[Gallery]
Interview with Vinyl Terror & Horror
Worst-case scenario
Click on any image below to enlarge or to play the videos.
The Setup and Equipment
In a concert situation, the setup used by Vinyl Terror & Horror is exclusively based on vinyl records and turntables with all the possibilities and restrictions inherent to this medium. One of the record players has a construction built around it with multiple systems and pick-up arms, which makes it possible to play up to 8 records simultaneously. The records are placed on top of each other with rolls of tape in between, used as spacers (see Video 1 from 0:25 onwards). Another two record players are expanded with extra pick-ups so that they can play the same record from several points at once. The extra pick-ups are standing free and are flexible to change between the players (Video 1 from 2:40). The last item is an old 7‑inch record player that can hold several records on the spindle at once. When it is done playing one of the records, a new one falls down into playing position. It has this feature (failure) that it never plays one record for more than a few seconds before it sets up and begins to play the next (Video 1 from 1:15).
We select records with a wide variety of musical styles, a few of them being our own productions made in in a unique edition used in live performance. The other records may be commercial recordings or custom-made. Any of the records used may be left intact for standard playing, or one or more of them might be cut into pieces and reassembled (Fig. 3 and Video 1 from 4:16) or the resulting shards can be placed on an already spinning record, so the system plays the record and shard in alternation (Video 1 from 6:10). Or, the grooves of a record might be removed roughly using an engraver, making it difficult for the needle to play them “properly”. But common to all of them is that the knistery [crackling] squeaking vinyl sound is cultivated through the somewhat unpredictable “misbehaviour” of the systems and playing techniques and intentionally sloppy treatment of the equipment and records by the performers themselves.
In Performance
In a Vinyl Terror & Horror performance, “chance occurences” are incorporated into the performance through the prominent use of modified records. For example, with the “glass record” (parts of the vinyl are replaced by glass shards), when the needle slips out of the vinyl groove as it encounters a glass bit, the tone arm’s chaotic bouncing and scratching across the surface creates an ever-changing sound texture (Fig. 3). Underneath the record is a second tone arm that simultaneously plays the “B‑side” of the record. The audio signals are sent on separate lines to the mixer, allowing for individual control in the mix.
A flat spiral record (Fig. 1 and Video 1 starting at 0:00) creates a loop that varies each time the needle slides across the intertwined vinyl and Kaiserwaltzer record cover, while another spiral record is raised partly so the tone arm rides up the vinyl “hill” and falls off the edge (where the record was cut) back onto the lower part of the record in a continuous loop (Fig. 4).

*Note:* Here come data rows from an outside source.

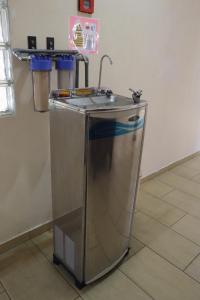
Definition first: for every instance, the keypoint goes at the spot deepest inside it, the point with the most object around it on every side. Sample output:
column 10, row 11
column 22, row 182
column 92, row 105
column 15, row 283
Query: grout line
column 175, row 206
column 188, row 275
column 172, row 205
column 139, row 286
column 182, row 270
column 179, row 219
column 5, row 291
column 186, row 238
column 191, row 261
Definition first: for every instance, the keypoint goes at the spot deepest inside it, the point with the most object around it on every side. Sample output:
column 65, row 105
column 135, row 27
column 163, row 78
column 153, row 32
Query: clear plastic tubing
column 66, row 69
column 41, row 67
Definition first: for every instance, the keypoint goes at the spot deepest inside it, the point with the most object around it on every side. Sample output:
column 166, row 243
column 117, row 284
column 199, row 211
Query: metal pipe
column 101, row 65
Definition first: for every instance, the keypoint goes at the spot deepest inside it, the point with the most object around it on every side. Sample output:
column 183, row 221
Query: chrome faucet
column 101, row 65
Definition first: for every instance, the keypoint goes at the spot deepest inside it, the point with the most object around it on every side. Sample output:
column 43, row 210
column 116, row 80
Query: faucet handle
column 136, row 95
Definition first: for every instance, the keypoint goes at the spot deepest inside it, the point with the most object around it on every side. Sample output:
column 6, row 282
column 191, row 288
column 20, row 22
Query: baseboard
column 169, row 167
column 25, row 237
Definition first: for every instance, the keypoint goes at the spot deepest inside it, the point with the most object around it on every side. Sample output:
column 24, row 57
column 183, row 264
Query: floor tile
column 185, row 171
column 186, row 202
column 26, row 274
column 189, row 227
column 146, row 229
column 4, row 296
column 175, row 248
column 180, row 183
column 158, row 209
column 1, row 288
column 156, row 188
column 45, row 243
column 135, row 246
column 194, row 269
column 115, row 287
column 196, row 178
column 159, row 278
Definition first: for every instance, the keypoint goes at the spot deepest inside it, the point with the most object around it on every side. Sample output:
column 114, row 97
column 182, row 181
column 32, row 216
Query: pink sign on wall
column 84, row 35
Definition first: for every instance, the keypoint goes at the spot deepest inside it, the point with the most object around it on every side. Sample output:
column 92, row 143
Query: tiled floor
column 163, row 264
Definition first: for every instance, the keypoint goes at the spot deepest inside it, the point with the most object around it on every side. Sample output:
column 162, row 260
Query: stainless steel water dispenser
column 96, row 147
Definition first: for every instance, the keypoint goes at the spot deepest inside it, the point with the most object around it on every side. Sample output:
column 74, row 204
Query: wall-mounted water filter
column 66, row 69
column 41, row 67
column 41, row 62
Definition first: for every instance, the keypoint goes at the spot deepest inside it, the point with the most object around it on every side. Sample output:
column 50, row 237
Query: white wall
column 155, row 46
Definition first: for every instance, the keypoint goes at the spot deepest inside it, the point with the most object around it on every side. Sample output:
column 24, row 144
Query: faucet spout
column 101, row 65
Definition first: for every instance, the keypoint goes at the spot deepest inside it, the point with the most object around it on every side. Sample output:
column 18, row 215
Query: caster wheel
column 79, row 284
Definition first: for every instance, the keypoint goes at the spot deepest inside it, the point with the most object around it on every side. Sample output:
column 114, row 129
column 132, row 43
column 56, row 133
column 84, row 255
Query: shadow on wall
column 25, row 186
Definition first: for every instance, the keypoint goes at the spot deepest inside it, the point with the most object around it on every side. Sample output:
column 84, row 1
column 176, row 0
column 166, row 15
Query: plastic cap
column 41, row 63
column 65, row 62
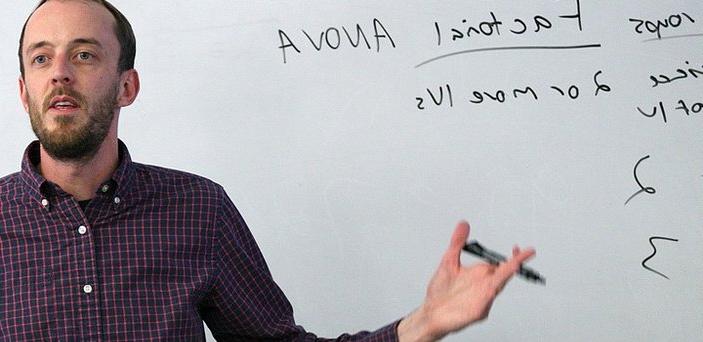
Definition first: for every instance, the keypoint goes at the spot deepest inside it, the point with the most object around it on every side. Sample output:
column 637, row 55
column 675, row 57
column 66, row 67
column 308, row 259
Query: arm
column 458, row 296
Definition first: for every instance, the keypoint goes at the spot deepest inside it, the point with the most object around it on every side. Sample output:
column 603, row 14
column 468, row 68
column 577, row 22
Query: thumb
column 458, row 240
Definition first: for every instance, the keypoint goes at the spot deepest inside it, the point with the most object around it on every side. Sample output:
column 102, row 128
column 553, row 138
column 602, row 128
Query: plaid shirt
column 151, row 256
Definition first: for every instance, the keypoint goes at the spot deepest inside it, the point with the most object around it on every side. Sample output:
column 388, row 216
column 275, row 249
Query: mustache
column 64, row 91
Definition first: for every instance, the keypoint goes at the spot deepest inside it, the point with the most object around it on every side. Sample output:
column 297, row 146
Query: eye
column 41, row 59
column 84, row 56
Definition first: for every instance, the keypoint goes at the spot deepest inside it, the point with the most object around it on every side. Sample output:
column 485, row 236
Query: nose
column 62, row 73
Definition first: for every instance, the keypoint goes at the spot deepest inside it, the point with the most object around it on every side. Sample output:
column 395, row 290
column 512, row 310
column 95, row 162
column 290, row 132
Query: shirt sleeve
column 244, row 303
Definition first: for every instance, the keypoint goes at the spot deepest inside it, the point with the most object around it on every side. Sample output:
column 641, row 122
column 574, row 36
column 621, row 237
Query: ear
column 129, row 88
column 24, row 96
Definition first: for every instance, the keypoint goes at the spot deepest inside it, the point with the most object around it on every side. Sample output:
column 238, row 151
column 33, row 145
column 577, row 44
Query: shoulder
column 173, row 182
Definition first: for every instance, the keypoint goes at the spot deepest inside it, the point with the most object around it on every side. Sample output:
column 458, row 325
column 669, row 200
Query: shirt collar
column 40, row 188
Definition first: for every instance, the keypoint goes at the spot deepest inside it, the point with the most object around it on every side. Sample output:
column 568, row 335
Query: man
column 96, row 247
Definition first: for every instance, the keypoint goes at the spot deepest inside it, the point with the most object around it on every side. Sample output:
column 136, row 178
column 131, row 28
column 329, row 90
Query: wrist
column 417, row 327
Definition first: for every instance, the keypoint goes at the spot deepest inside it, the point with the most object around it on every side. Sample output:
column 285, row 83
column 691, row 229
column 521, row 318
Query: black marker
column 494, row 258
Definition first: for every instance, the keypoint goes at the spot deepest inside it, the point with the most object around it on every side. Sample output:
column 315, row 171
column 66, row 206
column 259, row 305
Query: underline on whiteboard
column 537, row 47
column 675, row 37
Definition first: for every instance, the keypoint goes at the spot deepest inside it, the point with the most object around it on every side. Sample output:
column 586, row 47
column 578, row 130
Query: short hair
column 123, row 31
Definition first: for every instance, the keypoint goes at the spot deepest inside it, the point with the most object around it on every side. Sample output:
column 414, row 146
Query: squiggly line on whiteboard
column 647, row 189
column 651, row 242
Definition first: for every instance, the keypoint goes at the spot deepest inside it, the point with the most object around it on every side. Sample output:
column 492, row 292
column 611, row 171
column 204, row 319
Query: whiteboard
column 351, row 162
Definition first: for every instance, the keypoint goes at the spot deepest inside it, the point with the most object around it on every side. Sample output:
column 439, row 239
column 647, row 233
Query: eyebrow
column 77, row 41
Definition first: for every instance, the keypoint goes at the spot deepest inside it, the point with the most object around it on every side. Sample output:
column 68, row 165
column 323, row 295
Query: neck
column 82, row 178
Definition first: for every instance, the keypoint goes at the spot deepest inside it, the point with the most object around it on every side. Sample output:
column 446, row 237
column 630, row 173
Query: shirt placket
column 76, row 279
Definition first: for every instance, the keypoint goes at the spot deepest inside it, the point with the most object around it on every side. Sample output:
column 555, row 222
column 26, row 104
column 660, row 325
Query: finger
column 458, row 240
column 507, row 269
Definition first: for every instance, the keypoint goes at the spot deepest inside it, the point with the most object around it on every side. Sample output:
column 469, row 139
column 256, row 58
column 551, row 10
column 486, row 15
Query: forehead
column 59, row 22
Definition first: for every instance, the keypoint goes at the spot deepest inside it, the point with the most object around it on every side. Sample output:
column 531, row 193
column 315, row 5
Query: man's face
column 71, row 84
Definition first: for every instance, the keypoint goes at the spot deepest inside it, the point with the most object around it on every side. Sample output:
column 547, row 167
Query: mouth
column 63, row 103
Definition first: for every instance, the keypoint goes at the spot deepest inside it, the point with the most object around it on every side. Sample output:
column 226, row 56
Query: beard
column 71, row 141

The sets are improvised with a few fixed points and include a lot of sound effects that are either sampled from movies or taken from sound effect records that refer to a specific situation, like the opening of a door, etc.
The convergence of these sounds, materials and performance techniques builds up an unpredictable narrative which is mixed with a disastrous paranormal picturesque horror soundscape that includes all the sounds that you might under other conditions prefer to avoid hearing from your record player.
Worst Case Scenario
This installation is composed for a door, a staircase of speakers, a telephone, a spiral record and a falling speaker. There is a clear visual connection between the sounds and where and how the sounds are played. The sculptures visually support the sounds but they do not attempt to be a trustworthy scenery to the very dramatic soundtrack. Their æsthetics are stripped down to the basic and they are in deep contrast to the frightening sounds of horror and the emotional atmosphere. There is a contradiction between fiction and reality. Like, for instance, when the door is silently opened by an electrical door opener while a squeaking sound is played from a speaker hanging on the door. Or, when the composition culminates with the sound of an airplane crashing playing from a speaker while falling from its cabinet towards the floor, but instead of smashing on the floor — like the sound would suggest — it lands softly on a pillow, whereafter it is later pulled back up into place.